“Presenza di petrolio nelle acque del lago Pertusillo, i controlli e le analisi che dovrebbero garantire la certezza che non ci sono problemi per la salute pubblica, sono affidati all’Arpab, l’Agenzia per l’ambiente regionale. Noi di questa Arpab non ci fidiamo”.
Lo ha dichiarato, questa mattina, in una nota l’eurodeputato del M5s Piernicola Pedicini.
“I motivi che ci spingono a non fidarci dell’Arpab, che è gestita da manager nominati dal governo Pittella – ha spiegato Pedicini -, scaturiscono dal fatto che la struttura è sott’inchiesta da anni per varie vicende giudiziarie che riguardano proprio i controlli che dovrebbe garantire nelle aree a rischio, come la Val d’Agri, dove ci sono gli impianti petroliferi dell’Eni, e il Vulture-Melfese, dove opera il termodistruttore ex #Fenice.
Qui di seguito, – ha continuato il parlamentare – elenchiamo solo alcuni esempi che evidenziano perché l’Arpab ha dimostrato di non essere affidabile.
Febbraio 2017, la Provincia di Potenza infligge una multa di 800 mila euro all’Arpab per la mancata pubblicazione dei dati su analisi effettuate nel 2013 in una contrada di Montemurro (Val d’Agri), dove c’è il pozzo di reiniezione di scarti petroliferi ‘Costa Molina 2’. La Provincia ha sanzionato l’Arpab perché, pur avendo rilevato tracce di idrocarburi nelle falde acquifere superiori a quelle previste dal tetto indicato dalla legge, non comunicò lo sforamento della soglia di sicurezza.

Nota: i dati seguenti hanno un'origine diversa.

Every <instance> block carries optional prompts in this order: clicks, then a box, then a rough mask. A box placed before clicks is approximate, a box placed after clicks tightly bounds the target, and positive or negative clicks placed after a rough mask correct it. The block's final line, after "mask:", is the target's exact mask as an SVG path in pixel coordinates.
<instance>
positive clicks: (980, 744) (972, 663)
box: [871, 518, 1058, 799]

Maggio 2016 (dopo l’inchiesta Trivellopoli con vari arresti e le dimissioni del ministro Guidi), Tribunale del riesame di Potenza: ‘Controlli approssimativi e carenti da parte di Arpab sui reflui che, in Val d’Agri, l’#Eni smaltiva o reimmetteva nel sottosuolo dopo l’estrazione del petrolio’. Lo hanno scritto i giudici nelle motivazioni con cui hanno confermato i sequestri della vasche del #Cova, centro oli di Viggiano, e del pozzo di reiniezione ‘Costa Molina 2’ di Montemurro (Potenza). Secondo il Riesame, ‘i tecnici che controllavano il processo di smaltimento delle acque erano coscienti che esse superavano i valori di legge, fino al punto da filtrare preventivamente i campioni prima di inviarli al laboratorio. Tale attività letteralmente fraudolenta era basata anche sulla totale sudditanza nei confronti di Eni da parte dei laboratori che analizzavano le acque: uno degli indagati, infatti, interrogato dagli inquirenti, ammise l’irregolarità della procedura di campionamento’.

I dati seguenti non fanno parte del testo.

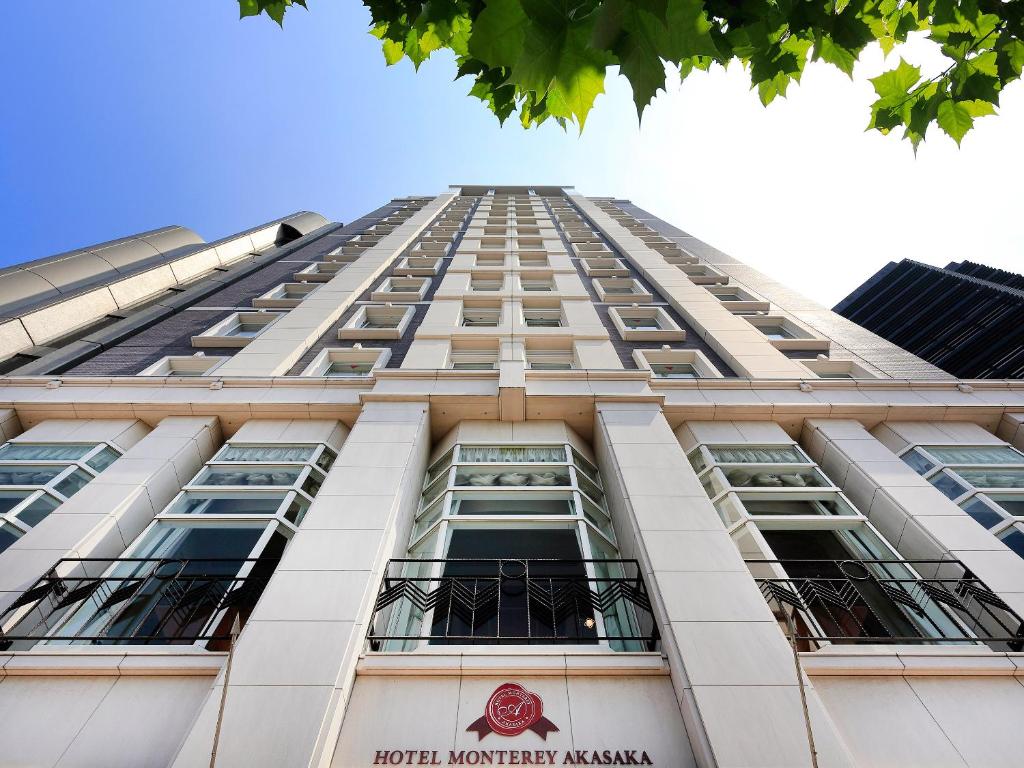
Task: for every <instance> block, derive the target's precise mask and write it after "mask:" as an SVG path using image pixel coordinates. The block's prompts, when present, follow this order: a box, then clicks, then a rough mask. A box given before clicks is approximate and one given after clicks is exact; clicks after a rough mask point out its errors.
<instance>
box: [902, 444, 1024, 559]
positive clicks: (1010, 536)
mask: <svg viewBox="0 0 1024 768" xmlns="http://www.w3.org/2000/svg"><path fill="white" fill-rule="evenodd" d="M900 459H902V460H903V462H904V463H906V464H907V465H908V466H909V467H910V468H911V469H913V470H914V471H915V472H916V473H918V474H920V475H923V476H924V477H925V478H926V479H927V480H928V481H929V482H930V483H932V485H934V486H935V487H936V488H938V489H939V490H940V492H941V493H942V494H943V495H945V497H946V498H947V499H950V500H952V501H953V502H955V503H956V504H957V505H959V507H961V508H962V509H963V510H964V511H965V512H967V514H968V515H970V516H971V517H972V518H973V519H974V520H976V521H977V522H978V523H979V524H980V525H983V526H984V527H986V528H988V529H989V530H991V531H992V532H993V534H994V535H995V536H996V537H998V538H999V539H1001V540H1002V542H1004V544H1006V545H1007V546H1008V547H1010V548H1011V549H1013V550H1014V552H1017V554H1020V555H1021V556H1022V557H1024V548H1020V547H1015V546H1013V544H1014V543H1015V542H1018V541H1022V540H1021V532H1020V531H1021V530H1024V528H1022V527H1021V526H1020V524H1019V523H1018V521H1024V454H1022V453H1021V452H1019V451H1017V450H1016V449H1014V447H1011V446H1010V445H1006V444H988V445H928V444H925V445H912V446H910V447H908V449H907V450H906V451H904V452H903V453H902V454H901V455H900Z"/></svg>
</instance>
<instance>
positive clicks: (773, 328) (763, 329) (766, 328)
mask: <svg viewBox="0 0 1024 768" xmlns="http://www.w3.org/2000/svg"><path fill="white" fill-rule="evenodd" d="M758 330H760V331H761V333H763V334H764V335H765V336H767V337H768V338H769V339H775V340H780V339H793V338H796V337H795V336H794V335H793V333H792V332H791V331H788V330H787V329H785V328H783V327H782V326H777V325H776V326H758Z"/></svg>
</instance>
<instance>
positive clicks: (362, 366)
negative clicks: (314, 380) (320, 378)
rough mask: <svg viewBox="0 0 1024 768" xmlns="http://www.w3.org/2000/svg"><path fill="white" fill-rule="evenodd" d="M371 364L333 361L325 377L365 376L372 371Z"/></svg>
mask: <svg viewBox="0 0 1024 768" xmlns="http://www.w3.org/2000/svg"><path fill="white" fill-rule="evenodd" d="M373 368H374V364H373V362H339V361H335V362H332V364H331V365H330V366H328V369H327V371H325V372H324V375H325V376H331V377H336V378H342V379H343V378H345V377H348V376H367V375H368V374H370V372H371V371H372V370H373Z"/></svg>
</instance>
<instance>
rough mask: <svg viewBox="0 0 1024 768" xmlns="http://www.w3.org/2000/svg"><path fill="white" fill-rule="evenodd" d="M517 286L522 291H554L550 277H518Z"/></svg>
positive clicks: (524, 276)
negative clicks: (521, 290)
mask: <svg viewBox="0 0 1024 768" xmlns="http://www.w3.org/2000/svg"><path fill="white" fill-rule="evenodd" d="M519 286H520V288H522V290H523V291H530V292H539V291H549V292H550V291H554V290H555V284H554V283H553V282H552V279H551V278H526V276H521V275H520V278H519Z"/></svg>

Dicembre 2015, 37 avvisi di garanzia in tutta Italia: tra questi, quattro ex dirigenti dell’Arpab, nove dipendenti dell’Eni, una decina di imprenditori, funzionari regionali e della Provincia di Potenza, varie società del settore ambientale e due rappresentanti di Tecnoparco. L’indagine era venuta alla luce a febbraio 2014, con un primo blitz dell’Antimafia che indagava per traffico illecito di rifiuti, e si è via via allargata per le emissioni nocive in eccesso prodotte dall’impianto Cova-Eni di Viggiano.
Marzo 2014, rinvio a giudizio di 16 persone nell’ambito dell’inchiesta su nomine e assunzioni all’Arpab e sull’inquinamento nascosto del termodistruttore Fenice, nonché per vicende legate all’impianto di smaltimento dei rifiuti di Potenza. L’ex direttore generale dell’Arpab dovrà rispondere di falso ideologico per aver attestato nelle denunce presentate alle procure di Potenza e Melfi che prima del 2008 non erano mai emersi superamenti delle soglie di contaminazione nella falda sotto Fenice, mentre una perizia fa risalire l’allarme al 2002.
Per queste ragioni – ha concluso Pedicini – condivido la richiesta che hanno fatto i gruppi consiliari regionali del Movimento 5 Stelle di Puglia e Basilicata, di avviare azioni congiunte sulle rispettive istituzioni regionali al fine di chiarire la situazione del Pertusillo in tempi brevissimi e attraverso organismi di controllo credibili e affidabili”.